Hilario Barrero
Para los que vivimos aquí y participamos de la tragedia ahora sabemos que hay dos "nuevayores": el de antes y el de después del 11 de septiembre.
Todos sabíamos cómo era el de antes, nadie cómo iba a ser y cómo es el de después. La cicatriz, aunque se cubra seguirá abierta en la vida diaria de esta ciudad. Cada uno de nosotros tiene su historia, conoció a alguno de los desaparecidos o a de los que se salvaron, respiró el polvo de los muertos, se le llenaron los pulmones de humo denso y del olor a hierro retorcido y a destrucción, tuvo dolor de cabeza, ansiedad, tristeza. Cada uno tiene su propia imagen, sus fotografías, su reportaje. Todos perdimos algo, nadie ganó nada. Aquellos días sacamos las banderas que guardábamos para fiestas gloriosas y las colgamos para avisar a la muerte y al terror de que estábamos asustados, tristes, desconcertados y desorientados.
Leímos historias desgarradoras que nos partieron el alma y los que vimos a parejas de enamorados agarrados de la mano arrojándose desde las torres, volando en el vació como pájaros desesperados y cayendo en picado para estrellarse en el suelo, no podemos olvidarlas. Los que vimos el segundo avión aparecer en el cielo, acercarse a la torre y estrellarse tampoco lo podemos olvidar. Los que supimos que tanto la madre embarazada como el hijo a punto de nacer morían asfixiados tampoco los podemos olvidar. Y por encima de todo cuando vimos cómo la primera torre se desplomaba era imposible de creer.
Cuando al día siguiente, pasamos por la dependencia de bomberos de nuestro barrio en Brooklyn, compuesta de 14 bomberos a los que conocíamos, y nos dijeron que los catorce habían muerto salvando a otros, fue entonces cuando nos dimos cuenta de la magnitud del drama. La muerte llegaba a un barrio alegre, feliz y próspero y en la dependencia los trajes de los catorce bomberos, la mayoría jóvenes, colgaban inútiles la vuelta de sus dueños. Desde ese día nos cuesta un poco más respirar con libertad, tenemos miedo y la vida tiene otro significado.
Mi amigo Salman que trabajaba en el piso 82 pudo escapar después de un tiempo de angustia y de desesperación. Las escaleras se iban llenando de gente, algunas personas mayores se retrasaban y ya no saldrían jamás, quedaba poco tiempo, había humo y todo estaba oscuro. Algunos lloraban, otros rezaban, la mayoría bajaba ansiosa las cientos de escaleras buscando la salida.

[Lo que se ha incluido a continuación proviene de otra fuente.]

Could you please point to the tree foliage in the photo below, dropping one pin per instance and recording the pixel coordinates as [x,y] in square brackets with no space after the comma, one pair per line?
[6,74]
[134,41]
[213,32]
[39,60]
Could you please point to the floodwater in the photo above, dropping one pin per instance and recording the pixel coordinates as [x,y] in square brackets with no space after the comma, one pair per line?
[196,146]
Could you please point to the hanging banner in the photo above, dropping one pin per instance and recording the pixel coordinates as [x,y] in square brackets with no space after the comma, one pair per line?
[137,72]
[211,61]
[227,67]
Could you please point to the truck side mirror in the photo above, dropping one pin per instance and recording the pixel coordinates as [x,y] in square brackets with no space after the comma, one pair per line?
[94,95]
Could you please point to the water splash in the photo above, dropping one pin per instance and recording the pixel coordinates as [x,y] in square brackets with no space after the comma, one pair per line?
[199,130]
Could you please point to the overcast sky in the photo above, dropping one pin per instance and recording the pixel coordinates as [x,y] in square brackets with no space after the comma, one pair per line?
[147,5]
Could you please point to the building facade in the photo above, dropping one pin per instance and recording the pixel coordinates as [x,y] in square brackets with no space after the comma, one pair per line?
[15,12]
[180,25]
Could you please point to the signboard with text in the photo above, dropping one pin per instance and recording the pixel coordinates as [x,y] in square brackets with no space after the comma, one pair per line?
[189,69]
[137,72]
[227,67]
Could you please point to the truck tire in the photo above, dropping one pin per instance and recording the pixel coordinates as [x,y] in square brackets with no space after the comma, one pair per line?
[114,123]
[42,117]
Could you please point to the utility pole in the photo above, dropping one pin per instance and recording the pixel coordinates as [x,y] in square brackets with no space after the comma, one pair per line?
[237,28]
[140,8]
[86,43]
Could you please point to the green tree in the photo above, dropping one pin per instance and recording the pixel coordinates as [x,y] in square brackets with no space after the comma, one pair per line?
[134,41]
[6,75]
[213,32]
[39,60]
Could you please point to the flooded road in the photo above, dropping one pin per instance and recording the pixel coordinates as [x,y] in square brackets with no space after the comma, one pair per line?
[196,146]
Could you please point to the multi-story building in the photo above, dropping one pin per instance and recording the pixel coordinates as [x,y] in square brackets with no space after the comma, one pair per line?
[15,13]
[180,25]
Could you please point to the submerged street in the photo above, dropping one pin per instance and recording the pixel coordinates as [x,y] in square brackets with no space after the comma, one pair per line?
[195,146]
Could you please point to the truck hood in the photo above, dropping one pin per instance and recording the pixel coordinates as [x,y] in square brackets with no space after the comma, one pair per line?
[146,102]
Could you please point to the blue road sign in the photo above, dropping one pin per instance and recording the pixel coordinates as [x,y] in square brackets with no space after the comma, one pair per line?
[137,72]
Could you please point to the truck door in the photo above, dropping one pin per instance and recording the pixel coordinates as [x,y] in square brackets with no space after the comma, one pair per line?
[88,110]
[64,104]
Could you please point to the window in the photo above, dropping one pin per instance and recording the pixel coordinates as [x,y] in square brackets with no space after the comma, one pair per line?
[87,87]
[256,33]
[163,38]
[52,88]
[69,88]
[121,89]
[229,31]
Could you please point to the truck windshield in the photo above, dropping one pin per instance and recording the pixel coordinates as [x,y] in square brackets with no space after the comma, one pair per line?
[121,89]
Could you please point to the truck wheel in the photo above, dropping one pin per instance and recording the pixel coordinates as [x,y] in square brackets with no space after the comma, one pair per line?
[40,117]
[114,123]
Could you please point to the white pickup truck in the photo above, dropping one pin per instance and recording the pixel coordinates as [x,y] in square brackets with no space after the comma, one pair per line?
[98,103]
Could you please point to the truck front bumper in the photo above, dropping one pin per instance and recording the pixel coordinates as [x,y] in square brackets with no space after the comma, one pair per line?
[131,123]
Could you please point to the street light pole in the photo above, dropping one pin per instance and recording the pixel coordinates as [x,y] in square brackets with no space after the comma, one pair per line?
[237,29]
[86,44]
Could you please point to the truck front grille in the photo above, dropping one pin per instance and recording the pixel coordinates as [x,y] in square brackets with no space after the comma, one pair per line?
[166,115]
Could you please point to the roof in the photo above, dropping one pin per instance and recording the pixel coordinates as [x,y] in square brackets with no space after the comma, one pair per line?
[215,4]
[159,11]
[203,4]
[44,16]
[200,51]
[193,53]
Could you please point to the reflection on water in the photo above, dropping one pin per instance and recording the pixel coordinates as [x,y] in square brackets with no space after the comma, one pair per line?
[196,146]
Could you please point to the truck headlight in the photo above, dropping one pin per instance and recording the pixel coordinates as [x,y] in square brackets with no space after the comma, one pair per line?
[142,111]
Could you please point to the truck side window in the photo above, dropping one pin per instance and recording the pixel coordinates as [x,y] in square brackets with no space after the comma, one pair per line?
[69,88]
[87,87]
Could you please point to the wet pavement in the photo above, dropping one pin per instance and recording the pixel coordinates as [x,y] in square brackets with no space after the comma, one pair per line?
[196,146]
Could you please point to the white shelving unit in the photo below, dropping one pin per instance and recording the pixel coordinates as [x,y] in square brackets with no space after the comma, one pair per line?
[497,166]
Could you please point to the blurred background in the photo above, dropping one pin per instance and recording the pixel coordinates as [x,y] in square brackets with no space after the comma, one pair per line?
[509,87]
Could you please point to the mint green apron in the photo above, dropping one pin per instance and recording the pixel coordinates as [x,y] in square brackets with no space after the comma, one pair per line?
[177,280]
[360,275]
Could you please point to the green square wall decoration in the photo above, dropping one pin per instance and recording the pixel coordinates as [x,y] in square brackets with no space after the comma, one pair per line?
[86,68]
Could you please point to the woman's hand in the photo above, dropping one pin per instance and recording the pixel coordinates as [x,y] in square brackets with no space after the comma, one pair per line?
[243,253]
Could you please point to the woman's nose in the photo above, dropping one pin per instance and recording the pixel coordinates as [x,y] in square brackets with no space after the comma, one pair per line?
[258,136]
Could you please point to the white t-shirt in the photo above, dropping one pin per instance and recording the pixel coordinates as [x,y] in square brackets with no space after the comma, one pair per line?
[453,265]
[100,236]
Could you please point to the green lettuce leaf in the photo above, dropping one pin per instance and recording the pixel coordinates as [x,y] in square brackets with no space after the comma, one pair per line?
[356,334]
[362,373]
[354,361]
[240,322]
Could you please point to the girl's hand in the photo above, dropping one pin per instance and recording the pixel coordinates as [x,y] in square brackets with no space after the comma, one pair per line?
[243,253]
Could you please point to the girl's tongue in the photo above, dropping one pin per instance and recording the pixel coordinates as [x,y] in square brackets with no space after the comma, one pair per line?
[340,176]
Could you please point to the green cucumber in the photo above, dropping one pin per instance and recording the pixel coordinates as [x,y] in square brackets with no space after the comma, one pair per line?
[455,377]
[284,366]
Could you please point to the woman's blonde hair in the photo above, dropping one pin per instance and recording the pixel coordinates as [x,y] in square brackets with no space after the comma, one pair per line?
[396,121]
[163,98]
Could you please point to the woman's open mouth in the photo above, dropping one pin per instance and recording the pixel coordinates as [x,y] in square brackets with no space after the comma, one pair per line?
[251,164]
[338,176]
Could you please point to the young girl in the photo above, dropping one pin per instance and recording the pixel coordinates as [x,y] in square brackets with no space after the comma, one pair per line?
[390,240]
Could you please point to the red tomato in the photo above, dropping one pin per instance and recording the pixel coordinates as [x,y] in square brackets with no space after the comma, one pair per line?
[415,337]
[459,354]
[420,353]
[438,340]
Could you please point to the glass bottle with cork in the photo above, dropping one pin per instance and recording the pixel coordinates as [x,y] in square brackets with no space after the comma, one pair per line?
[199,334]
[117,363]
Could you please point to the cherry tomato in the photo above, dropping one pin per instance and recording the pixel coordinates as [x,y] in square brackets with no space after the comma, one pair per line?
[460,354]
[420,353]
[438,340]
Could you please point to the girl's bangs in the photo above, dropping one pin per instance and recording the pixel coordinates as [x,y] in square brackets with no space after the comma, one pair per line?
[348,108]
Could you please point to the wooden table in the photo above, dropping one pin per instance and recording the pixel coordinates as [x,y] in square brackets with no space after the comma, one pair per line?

Salman dice que cuando bajaban oyeron un ruido infernal pero que no sabía que estaba ocurriendo. Ya en la calle, un policía le indicó a mi amigo que echara a correr, que se alejara hasta el puente de Brooklyn. Salman echó a correr y al volver la cabeza vio como la torre se desplomaba levantando una tormenta de polvo, fuego, oscureciendo la zona. Se había salvado por minutos.
Se lo han traído todo al concierto en el parque:
servilletas, licores, copas de cristal fino,
los postres y las mantas, el perro y las almohadas,
y como está nublado tienen hasta previsto
una versión de lluvia del programa anunciado.
Al día siguiente la vida brillaba con fuerza y a muchos nos parecía una irreverencia, un atentado a nuestra pena y a tanto duelo. En Prospect Park septiembre remaba al otoño con su amarillo y su olor a membrillo maduro. El césped, ajeno al infierno de cuerpos quemados, respiraba esperanza, un perro ladraba a una cometa que volaba libre oliendo el aire a chatarra y un niño pintaba en el suelo, con tizas de colores, una flor rosa y azul. Con esta luz rebosante de cobre supimos que muchos niños se habían quedado jugando en el recreo hasta muy tarde esperando a sus padres que no habían ido a recogerlos. Niños que no sabían ni de capitalismo ni de odios. Niños que todavía están esperando que sus padres regresen. Pero que no lo harán. Aquel día 12 parecía domingo de gloria cuando en realidad era viernes de dolor.
Eran catorce cuerpos llenos de fuerza y esplendor que alegraban la calle con la agresividad de su juventud. Ahora son catorce fotografías en una sala grande y fría con catorce trajes colgados en perchas que como fantasmas se llenan de polvo y tiempo oscuro. Catorce cuerpos que conocíamos de entre los dos mil cuerpos achicharrados que no conocíamos pero que ahora recordamos.